The same questions should be in mind when developing any software, not only software for a flying killer robot. Good examples are simple chat applications, like Telegram that is heavily used in the battlefront between Ukraine and Russia right now, in both sides, for good and evil. Brothers Durov wanted to have a chat a application. With the experience they had with VKontakte they may have made design choices. Such as that you may be able to enable anonymous communication. It might help the oppressed opposition to voice their opinion if there is no other medium available. It might help spreading the truth, lies, propaganda and news anonymously, for good purposes or evil. You might have enabled measures to make the application resistant against censorship. It might make it more difficult to weed out hate speech and blatant lies, for good purposes and evil. It might also make it more difficult for frustrated dictators to remove content not suitable for their agenda. And this discussion is still only about a humble chat application that was designed with some clear use cases in mind. In the end, it is the user of the application or the hammer that chooses to use the tools to do good.
Software is a more complex thing than a hammer and humans invent new use cases. At least software should be designed so that it does not immediately enable the most sinister use cases. Modern software should be designed to include privacy protections, give the user control over data concerning her and not store data that is not absolutely required for the use case. The pesky GDPR that makes the life of a software engineer slightly more miserable is there for a really good reason and the existence of lunatic dictators is only one reason to write all software compliant to GDPR. For all data collected of human beings, the most evilish purposes of using the data for are yet to be invented. Software related work in ethical sense is not only algorithm design but also decisions about what data to collect, what data to store and how to control its accessibility and removal when not needed anymore.
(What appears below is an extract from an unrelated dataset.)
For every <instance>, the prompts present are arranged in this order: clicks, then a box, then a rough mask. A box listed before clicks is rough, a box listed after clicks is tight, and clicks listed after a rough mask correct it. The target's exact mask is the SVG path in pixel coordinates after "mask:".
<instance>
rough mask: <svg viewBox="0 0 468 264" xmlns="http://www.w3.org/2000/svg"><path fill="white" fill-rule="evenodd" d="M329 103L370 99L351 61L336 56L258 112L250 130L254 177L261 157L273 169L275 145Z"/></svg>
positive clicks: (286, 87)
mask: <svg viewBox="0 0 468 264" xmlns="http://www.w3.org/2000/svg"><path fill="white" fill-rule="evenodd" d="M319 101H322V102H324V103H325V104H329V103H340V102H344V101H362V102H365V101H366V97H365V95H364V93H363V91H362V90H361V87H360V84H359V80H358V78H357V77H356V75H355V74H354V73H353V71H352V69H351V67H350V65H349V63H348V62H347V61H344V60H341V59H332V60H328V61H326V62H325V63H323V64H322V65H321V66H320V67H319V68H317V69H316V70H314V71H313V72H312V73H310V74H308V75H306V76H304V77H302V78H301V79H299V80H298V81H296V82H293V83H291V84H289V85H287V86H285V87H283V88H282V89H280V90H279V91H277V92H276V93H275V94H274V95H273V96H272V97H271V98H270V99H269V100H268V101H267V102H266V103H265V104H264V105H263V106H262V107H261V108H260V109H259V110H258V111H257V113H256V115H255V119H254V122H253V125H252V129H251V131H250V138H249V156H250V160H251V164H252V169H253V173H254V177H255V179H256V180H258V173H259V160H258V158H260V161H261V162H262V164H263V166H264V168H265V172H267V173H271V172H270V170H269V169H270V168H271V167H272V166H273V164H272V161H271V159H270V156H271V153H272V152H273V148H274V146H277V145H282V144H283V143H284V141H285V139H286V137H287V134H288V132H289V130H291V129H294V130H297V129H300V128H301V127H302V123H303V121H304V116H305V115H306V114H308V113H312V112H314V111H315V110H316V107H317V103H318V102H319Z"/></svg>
In Cloudamite we keep these things in mind and try to design things we don’t need to regret having designed. It is still only the conscience of our fellow humans that we love and trust that will finally protect us from mis-use of any tools, hammers and applications.
Looking at the history, it seems that the worst stupidities against human well-being have been done when ”only following the orders” or when ”I was doing the right thing”. In these cases software engineering doesn’t help much. The thing is to listen to your conscience and speak out truthfully, letting others know what you think. In there, software and software engineering actually has a (minor) role. And we very much hope that in future conflicts, right-minded people will use any tools available for uses that will let them sleep well at night. Including software tools.